The sign at the edge of town makes you wonder what a sorehead up in the dry, windblown heart of New Mexico's San Juan basin might be sore about. Other signs that compete for attention along the same mile of highway provide a possible hint: WILLIAMS EXPLORATION AND PRODUCTION, DESERT POWER, SIERRA CHEMICALS, XTO ENERGY, UNDERGROUND SPECIALISTS, and on they go. A drilling derrick four stories tall looms above the sprawl of pipe and machinery at Aztec Well Servicing. These businesses, being so numerous, must belong to the friendlies.

If anybody in Aztec qualifies as a sorehead, Tweeti Blancett and her husband Linn would have to top the list. At first impulse, you might not take someone named Tweeti seriously, but that would be a mistake. Tweeti, whose blond hair spills from beneath her cowboy hat, ran George W. Bush's campaign in San Juan County in 2000, and she has similarly headed various of Republican Senator Pete Domenici's re-election efforts. Tweeti herself has served in New Mexico's House of Representatives. She is affable, energetic, capable, and extremely persistent. And because of what coal bed methane has done to her land, she is a certifiable sorehead.

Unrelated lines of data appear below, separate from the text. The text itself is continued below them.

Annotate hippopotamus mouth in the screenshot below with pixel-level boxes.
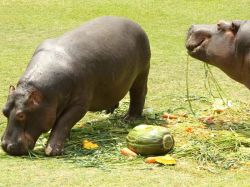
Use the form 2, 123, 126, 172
1, 131, 36, 156
185, 26, 212, 61
187, 39, 207, 55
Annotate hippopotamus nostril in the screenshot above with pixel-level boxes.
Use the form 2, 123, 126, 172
5, 142, 27, 156
6, 143, 15, 152
1, 139, 7, 149
186, 26, 196, 50
187, 25, 195, 38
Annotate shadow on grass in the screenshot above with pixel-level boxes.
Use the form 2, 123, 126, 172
21, 110, 167, 168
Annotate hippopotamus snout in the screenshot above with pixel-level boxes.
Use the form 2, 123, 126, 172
185, 25, 201, 52
185, 24, 219, 63
1, 140, 26, 156
185, 24, 216, 52
1, 140, 27, 156
185, 25, 194, 50
1, 132, 35, 156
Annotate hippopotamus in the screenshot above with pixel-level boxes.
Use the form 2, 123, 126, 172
186, 20, 250, 88
1, 16, 151, 156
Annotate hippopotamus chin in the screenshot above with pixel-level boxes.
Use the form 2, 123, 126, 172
1, 16, 151, 156
186, 20, 250, 88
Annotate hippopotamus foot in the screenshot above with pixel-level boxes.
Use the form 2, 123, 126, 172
45, 105, 87, 156
124, 69, 149, 121
123, 113, 143, 122
105, 103, 119, 114
45, 142, 64, 156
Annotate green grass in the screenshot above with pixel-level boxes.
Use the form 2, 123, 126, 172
0, 0, 250, 186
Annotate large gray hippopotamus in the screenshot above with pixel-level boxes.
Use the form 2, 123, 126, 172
186, 20, 250, 88
1, 16, 151, 156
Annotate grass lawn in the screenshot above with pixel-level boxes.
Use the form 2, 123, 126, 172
0, 0, 250, 186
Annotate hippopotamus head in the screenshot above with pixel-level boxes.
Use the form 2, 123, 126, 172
1, 85, 55, 155
186, 20, 250, 87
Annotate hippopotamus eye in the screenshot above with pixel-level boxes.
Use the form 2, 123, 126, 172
16, 111, 26, 121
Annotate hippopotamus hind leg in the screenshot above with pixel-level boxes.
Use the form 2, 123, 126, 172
124, 68, 149, 121
105, 103, 119, 114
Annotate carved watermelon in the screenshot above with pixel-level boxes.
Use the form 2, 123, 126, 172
126, 124, 174, 155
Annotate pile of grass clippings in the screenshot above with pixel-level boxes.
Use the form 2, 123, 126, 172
182, 57, 250, 170
25, 104, 249, 171
172, 125, 250, 170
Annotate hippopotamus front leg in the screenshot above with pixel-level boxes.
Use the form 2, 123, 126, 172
45, 105, 87, 156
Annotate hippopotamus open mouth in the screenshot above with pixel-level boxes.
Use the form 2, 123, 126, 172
1, 130, 36, 156
186, 24, 214, 58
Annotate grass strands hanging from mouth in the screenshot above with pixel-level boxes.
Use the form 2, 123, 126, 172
185, 55, 196, 116
203, 63, 226, 102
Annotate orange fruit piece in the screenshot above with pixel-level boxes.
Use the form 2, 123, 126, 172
120, 148, 137, 157
162, 113, 178, 119
145, 157, 157, 163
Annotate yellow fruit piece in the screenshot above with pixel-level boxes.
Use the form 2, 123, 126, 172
82, 139, 99, 149
155, 154, 176, 165
245, 162, 250, 167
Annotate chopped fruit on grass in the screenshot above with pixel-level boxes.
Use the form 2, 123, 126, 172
145, 155, 176, 165
199, 116, 214, 125
162, 113, 178, 119
145, 157, 157, 163
120, 148, 137, 157
155, 155, 176, 165
185, 127, 193, 133
245, 162, 250, 167
82, 139, 99, 149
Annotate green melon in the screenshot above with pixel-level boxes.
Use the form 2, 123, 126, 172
126, 124, 174, 155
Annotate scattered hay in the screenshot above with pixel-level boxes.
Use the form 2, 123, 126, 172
182, 56, 250, 170
23, 104, 250, 171
14, 57, 250, 171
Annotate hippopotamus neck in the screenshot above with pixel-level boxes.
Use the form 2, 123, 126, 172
214, 52, 250, 89
18, 51, 75, 114
240, 52, 250, 89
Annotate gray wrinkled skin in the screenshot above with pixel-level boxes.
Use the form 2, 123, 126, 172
186, 20, 250, 88
1, 16, 151, 156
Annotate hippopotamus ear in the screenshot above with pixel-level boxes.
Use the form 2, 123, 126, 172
9, 85, 15, 95
28, 90, 43, 106
3, 85, 15, 117
231, 21, 241, 34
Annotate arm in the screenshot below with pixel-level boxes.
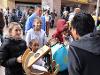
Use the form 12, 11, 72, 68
3, 57, 18, 68
0, 43, 18, 68
25, 31, 31, 46
25, 14, 36, 33
25, 17, 32, 33
68, 46, 81, 75
41, 16, 46, 31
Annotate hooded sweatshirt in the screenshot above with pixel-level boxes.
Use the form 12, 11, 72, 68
68, 30, 100, 75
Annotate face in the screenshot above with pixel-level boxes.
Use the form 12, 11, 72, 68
62, 22, 70, 36
75, 8, 81, 14
28, 9, 34, 16
70, 27, 79, 40
10, 25, 22, 39
34, 20, 42, 31
65, 22, 69, 29
31, 41, 39, 52
37, 8, 42, 17
62, 30, 68, 36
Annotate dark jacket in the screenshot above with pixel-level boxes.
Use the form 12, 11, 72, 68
0, 19, 5, 29
0, 37, 27, 75
10, 13, 19, 22
0, 12, 5, 35
68, 31, 100, 75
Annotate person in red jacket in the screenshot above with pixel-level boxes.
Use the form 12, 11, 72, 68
52, 19, 69, 43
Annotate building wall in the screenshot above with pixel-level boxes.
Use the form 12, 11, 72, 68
0, 0, 98, 15
0, 0, 7, 9
8, 0, 15, 10
61, 0, 97, 14
42, 0, 61, 17
0, 0, 15, 10
15, 0, 41, 3
53, 0, 61, 17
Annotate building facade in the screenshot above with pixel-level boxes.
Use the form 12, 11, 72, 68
0, 0, 99, 16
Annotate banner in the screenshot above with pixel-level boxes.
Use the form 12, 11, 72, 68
78, 0, 88, 3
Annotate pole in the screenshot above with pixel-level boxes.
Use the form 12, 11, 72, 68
95, 0, 100, 26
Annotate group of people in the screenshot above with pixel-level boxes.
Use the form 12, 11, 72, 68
0, 5, 100, 75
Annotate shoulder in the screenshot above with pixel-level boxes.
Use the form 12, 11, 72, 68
0, 38, 12, 48
41, 15, 45, 18
20, 39, 26, 43
2, 38, 11, 45
41, 29, 46, 34
28, 13, 36, 20
27, 28, 33, 33
19, 39, 27, 48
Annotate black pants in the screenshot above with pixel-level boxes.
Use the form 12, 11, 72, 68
0, 33, 3, 43
50, 20, 54, 28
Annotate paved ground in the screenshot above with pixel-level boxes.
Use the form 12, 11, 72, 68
47, 27, 56, 40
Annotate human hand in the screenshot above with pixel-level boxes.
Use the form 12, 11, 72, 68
17, 55, 22, 63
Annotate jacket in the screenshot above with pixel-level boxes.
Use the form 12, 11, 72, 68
25, 13, 46, 33
68, 31, 100, 75
0, 37, 27, 75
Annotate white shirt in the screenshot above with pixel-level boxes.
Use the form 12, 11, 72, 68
68, 12, 75, 22
25, 28, 47, 47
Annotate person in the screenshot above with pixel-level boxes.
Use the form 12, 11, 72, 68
44, 10, 51, 36
52, 19, 68, 43
4, 7, 10, 27
49, 36, 69, 75
68, 13, 99, 75
68, 7, 81, 22
25, 17, 47, 47
0, 8, 3, 13
50, 10, 57, 28
0, 12, 5, 36
48, 19, 70, 75
25, 39, 50, 75
20, 6, 34, 35
25, 5, 46, 33
16, 7, 22, 20
28, 39, 45, 67
92, 12, 100, 27
62, 11, 69, 21
0, 22, 27, 75
9, 9, 19, 22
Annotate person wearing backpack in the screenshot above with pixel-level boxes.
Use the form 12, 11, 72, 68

Her duties last Memorial Day helped remind her what she is sore about. She took three "huge" tubs of flowers to the Aztec cemetery, and "it nearly wasn't enough." The cemetery lies at the end of a little ridge that used to be lonely, but nowadays so-called ranch houses crowd the hills around it. Downslope to the west run the Animas River and the ever-droning highway to Durango. Off to the north, jagged peaks in Colorado etch a blue horizon. Tweeti and Linn have buried two sons in the cemetery, lost to accident and illness, and there are lots of other Blancetts to keep them company: Myrtle, M. Linn and Violet, Robert Linn, Matilda, Edward, Marcellus, Golda, George L., and Caddie, to name a few. Inside the gate under an old cedar lie Moses and Lucinda, born in 1833 and 1834, respectively. There are also kin from the four families who came with the Blancetts to the San Juan country in the 1870s, even before it was legal for whites to settle, and into whose lines the Blancetts married. Altogether, Tweeti distributed her flowers among six generations of relatives.